На следующее утро в пять часов, наскоро позавтракав, мы выступили в Льянганати. Гюстав — верхом, остальные — на своих двоих. (Я почти всегда предпочитаю идти пешком: сколько бы я ни шел, никогда не испытываю таких неприятных ощущений, как если поеду после большого перерыва верхом.) Кое-кто из носильщиков привел ослов и водрузил свои ноши на них, чтобы не слишком утомляться поначалу. После Эль-Понго, перевала на горе Гуапа, который называют «Ворота в Льянганати», им все равно предстояло взвалить мешки на спины и отправить ослов домой: дальше начинается совершенно непроходимая для вьючных животных местность.

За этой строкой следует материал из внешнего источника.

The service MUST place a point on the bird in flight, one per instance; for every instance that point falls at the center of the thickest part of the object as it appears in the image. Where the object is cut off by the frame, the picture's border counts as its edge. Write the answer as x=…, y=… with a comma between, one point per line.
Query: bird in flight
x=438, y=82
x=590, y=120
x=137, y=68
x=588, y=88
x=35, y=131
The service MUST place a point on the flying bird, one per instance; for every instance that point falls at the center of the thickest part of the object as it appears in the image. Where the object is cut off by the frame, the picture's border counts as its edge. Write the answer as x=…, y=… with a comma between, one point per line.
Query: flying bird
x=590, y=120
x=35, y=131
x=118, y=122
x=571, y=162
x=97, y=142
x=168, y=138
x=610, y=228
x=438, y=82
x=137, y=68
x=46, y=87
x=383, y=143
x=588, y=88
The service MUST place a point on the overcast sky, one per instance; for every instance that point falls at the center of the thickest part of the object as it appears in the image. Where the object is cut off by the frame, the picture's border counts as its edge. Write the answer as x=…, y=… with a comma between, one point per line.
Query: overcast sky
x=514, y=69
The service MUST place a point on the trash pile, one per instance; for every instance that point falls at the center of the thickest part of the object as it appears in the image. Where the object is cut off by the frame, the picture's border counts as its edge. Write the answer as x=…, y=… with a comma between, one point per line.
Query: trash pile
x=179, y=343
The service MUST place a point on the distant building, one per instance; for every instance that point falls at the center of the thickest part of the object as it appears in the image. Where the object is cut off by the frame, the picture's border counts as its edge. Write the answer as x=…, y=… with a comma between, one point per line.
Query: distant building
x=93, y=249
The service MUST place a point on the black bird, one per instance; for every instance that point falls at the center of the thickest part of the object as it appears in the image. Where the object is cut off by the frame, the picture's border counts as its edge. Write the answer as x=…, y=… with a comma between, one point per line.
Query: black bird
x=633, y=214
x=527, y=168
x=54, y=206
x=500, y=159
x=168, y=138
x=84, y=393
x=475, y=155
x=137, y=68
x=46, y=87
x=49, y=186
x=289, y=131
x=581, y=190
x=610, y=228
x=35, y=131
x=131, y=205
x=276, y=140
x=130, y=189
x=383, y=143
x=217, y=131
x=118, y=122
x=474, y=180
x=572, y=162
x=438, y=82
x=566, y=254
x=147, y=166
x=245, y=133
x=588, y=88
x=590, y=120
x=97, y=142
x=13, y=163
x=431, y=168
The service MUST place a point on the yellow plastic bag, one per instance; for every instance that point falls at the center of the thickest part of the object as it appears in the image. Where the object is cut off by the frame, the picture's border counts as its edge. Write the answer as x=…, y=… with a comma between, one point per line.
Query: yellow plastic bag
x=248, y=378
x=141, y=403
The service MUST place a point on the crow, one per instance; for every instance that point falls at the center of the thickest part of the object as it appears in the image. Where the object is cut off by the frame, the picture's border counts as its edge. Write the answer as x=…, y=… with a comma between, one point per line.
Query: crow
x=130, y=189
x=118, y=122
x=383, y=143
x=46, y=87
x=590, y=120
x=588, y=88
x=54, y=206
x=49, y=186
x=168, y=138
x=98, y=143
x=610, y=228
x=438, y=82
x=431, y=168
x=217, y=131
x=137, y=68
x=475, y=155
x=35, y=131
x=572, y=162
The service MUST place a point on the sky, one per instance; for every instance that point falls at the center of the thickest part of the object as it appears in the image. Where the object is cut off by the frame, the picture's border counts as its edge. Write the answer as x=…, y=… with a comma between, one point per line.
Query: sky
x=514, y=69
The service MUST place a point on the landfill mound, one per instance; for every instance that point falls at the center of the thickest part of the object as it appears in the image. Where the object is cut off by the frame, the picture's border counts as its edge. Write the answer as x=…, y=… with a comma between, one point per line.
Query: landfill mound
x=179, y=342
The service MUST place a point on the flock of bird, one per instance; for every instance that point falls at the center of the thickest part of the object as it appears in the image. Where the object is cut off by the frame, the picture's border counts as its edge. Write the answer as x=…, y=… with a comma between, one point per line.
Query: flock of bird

Дорога представляла собой сплошное скользкое, глиняное месиво. Мы двигались очень медленно, а упорно моросящий дождь явно не собирался останавливаться. Было пасмурно, уныло и холодно. Когда мы проходили мимо мазаных хижин пеонов, из них выходила жена какого-нибудь из наших носильщиков и подавала ему горячий суп. Глава семейства жадно глотал содержимое миски, а его супруга, окруженная детишками, лила в это время горькие слезы. Да и сами носильщики без особого энтузиазма шли в Льянганати. Изнурительный труд, тяжелые переходы, отвратительная погода и неудобный ночлег — вот что ждало их впереди, а то и что-нибудь еще похуже… Но не всегда выдается возможность зарабатывать по десять сукре в день на готовом питании, да еще получить в конце щедрое дополнительное вознаграждение, как это принято в этих краях.

Прощальные слова, которыми нас провожали местные жители, звучали не особенно ободряюще, подтверждая плохую славу Льянганати.

— Киерен морир? Устэдес ван а морир! — кричали нам… (Вы хотите умереть? Вы умрете!)

— Что они говорят? — спросил Гюстав слегка озабоченно. — Неужели и в самом деле думают, что мы погибнем?..

— Э! — ответил Андраде. — Просто здесь какие-то странные понятия о шутках.

— Вот уж что верно, то верно, — согласился Гюстав.